Konu talan olur da, Alamos Gold anılmaz mı? Ağı Dağı, Kirazlı ve Çamyurt Projeleri ismiyle 2010’dan beri Türkiye’de, Kaz dağlarında çevre katliamını sürdürmekte Alamos Gold (5) fakat, çoğumuzun Alamos Gold ismini duyması için, şirketin 2019’da ruhsat yenileme talebinin geri çevrilmesini beklememiz gerekti. ÇED raporunda şirketin 45.650 ağacın keseceği yazıyor olmasına rağmen TEMA vakfının açıklamasına rağmen şirket, bölgede en az 195.000 ağaç kesmişti. Tarım ve Orman Bakanlığı’na göre ise bu sayı, 13.400’dü (6). Şirket, ruhsat yenilenmemesine rağmen bölgede varlığını sürdürmeye devam etti. DW’den Pelin Ünker’in haberine göre, Temmuz ayına kadar hukuksuz biçimde kesilen ağaç sayısı 300.000’i buldu (7). Yanı sıra şirkete, ÇED raporunda verilen toprak izni 26,7 hektar olmasına rağmen 613 hektar alan talan edildi.  Talan edilen alanın ise %98’i ormanlık alandı. Suların zehirlenmesi, toprak kaymaları falan şöyle dursun, Çanakkale Barosu Çevre ve Kent Hukuku Komisyon Başkanı Avukat Ahmet Ozan Yılmaz; "Siyanürlü altın madeni alanının yüzde 98,7’si orman alanında bulmakta ve yalnız bu bölgede 18 memeli, 41 kuş, 10 sürüngen ve 117 böcek türü yaşamaktadır. Projede önemli bir kısmı katledilen ormanlar 283 farklı bitki türüne ev sahipliği yapmaktadır. Proje alanında tespit edilen türlerin 7’si dünyada sadece Türkiye’de yaşamaktadır. Altını topraktan ayrıştırmakta kullanılan siyanürün ise tamamının bertaraf edilmesi teknik olarak dahi mümkün değildir. Suyumuz, toprağımız ve havamız geri dönüşü mümkün olmamak üzere kirletilmek, yok edilmek istenmektedir" dedi (8).

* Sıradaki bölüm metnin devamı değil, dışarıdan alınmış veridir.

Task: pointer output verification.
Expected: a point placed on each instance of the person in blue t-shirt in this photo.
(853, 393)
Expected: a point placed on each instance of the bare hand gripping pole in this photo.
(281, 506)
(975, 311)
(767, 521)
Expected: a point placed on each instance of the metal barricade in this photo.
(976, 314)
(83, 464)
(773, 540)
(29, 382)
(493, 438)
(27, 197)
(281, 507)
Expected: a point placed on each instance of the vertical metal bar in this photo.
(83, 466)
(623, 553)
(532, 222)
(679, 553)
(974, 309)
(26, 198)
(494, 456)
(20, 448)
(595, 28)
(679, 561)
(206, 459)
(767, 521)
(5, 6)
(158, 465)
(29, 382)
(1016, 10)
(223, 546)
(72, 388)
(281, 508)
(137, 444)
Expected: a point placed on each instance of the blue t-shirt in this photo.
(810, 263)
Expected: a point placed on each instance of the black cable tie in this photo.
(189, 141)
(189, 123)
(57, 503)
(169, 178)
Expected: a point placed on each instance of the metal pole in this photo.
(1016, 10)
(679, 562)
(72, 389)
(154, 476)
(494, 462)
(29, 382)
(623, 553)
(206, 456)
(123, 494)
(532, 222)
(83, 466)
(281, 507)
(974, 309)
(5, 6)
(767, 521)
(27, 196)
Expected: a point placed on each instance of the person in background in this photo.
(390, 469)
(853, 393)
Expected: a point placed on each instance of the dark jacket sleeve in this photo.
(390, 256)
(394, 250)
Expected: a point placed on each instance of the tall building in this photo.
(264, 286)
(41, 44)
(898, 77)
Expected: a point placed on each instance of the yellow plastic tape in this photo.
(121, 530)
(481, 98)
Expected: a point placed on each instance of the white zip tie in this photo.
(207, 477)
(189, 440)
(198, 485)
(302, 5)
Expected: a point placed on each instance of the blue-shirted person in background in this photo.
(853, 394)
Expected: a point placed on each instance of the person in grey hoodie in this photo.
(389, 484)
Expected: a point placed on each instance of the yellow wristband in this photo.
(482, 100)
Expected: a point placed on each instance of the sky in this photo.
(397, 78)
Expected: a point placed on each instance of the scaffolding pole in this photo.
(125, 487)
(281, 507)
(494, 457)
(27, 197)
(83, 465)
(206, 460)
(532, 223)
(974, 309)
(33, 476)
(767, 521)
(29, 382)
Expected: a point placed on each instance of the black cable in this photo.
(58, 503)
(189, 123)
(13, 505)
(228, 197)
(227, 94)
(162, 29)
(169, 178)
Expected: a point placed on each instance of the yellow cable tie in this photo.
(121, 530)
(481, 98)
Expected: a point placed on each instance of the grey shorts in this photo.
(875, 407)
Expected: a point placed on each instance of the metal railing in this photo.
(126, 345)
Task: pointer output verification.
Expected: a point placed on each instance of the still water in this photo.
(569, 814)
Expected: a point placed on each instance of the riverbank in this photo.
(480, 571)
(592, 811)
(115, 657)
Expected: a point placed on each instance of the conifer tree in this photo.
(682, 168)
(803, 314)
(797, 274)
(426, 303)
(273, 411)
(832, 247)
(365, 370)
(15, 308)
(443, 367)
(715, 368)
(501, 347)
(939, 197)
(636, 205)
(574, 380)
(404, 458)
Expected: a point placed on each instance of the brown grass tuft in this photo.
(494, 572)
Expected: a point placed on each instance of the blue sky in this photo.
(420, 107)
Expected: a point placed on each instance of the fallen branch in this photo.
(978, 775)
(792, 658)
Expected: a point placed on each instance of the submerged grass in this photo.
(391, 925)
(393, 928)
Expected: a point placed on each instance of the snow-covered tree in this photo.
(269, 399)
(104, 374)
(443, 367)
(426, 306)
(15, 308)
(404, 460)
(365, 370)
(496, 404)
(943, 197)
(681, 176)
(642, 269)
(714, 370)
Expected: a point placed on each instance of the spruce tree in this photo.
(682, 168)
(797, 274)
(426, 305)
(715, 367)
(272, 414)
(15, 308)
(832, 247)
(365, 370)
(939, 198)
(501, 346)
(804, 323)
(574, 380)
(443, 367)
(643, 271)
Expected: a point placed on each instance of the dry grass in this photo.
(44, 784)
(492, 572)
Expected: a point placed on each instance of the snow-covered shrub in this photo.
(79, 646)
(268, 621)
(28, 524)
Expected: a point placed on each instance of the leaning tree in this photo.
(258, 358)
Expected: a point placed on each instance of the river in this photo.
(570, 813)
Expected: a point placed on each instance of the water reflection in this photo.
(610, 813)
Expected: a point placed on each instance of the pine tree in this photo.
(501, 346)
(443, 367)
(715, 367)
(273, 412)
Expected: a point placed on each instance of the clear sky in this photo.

Sözün özü, şirketin ruhsatının yenilenmemesi için, ÇED raporunda verilen sayının 4, 5 katı kadar ağaç kesilmesi, bölgedeki canlı popülasyonun da köküne litre litre kibrit suyu dökülmesi gerekti.

Alamos Gold bu yıl, yerine getirme sözü verdiği koşulların hiçbirini yerine getirmeden, devletten aldığı bir ton tazminat karşılığında bölgeden çekildi, ve zaten tamtakır olan hazineye vurulan bilmem kaç milyon dolarlık bir tokattan ve Türkiye halkına atılan sağlam bir kazıktan başka bir şey getirmedi. Sonuç; (9)

Mehmet Cengiz, gereken raporların, ve pek çok bilim kurulunun onayının alındığını öne sürüyor. Yukarıdaki madenlerin sahiplerinin, biri "Kim verdi size bu hakkı?" diye sorsa, önüne bir yığın devlet, ve bilim kurulu raporu yığacağını tahmin etmek zor değil. Malum, ilkeli bilim insanlarının yanında, kendine bilim insanı diyen, müritlerinin uçurduğu şeyhler de var. "Nuh, oğlunu telefonla aradı" diyen Yavuz Örnek’in İÜ’de akademisyen, Ali Edizer’in GATA Baş Hekim Yardımcısı, ülkedeki depremler silsilesinin çocuk evliliklerine izin verilmediği için gerçekleştiğini söyleyen Bedri Gencer’in YTÜ’de profesör olduğu bir ülkede bilimin durumu bellidir. Böyle, belki yüzlerce örnek gösterilebilir. Peki sonuç ne olmuştur?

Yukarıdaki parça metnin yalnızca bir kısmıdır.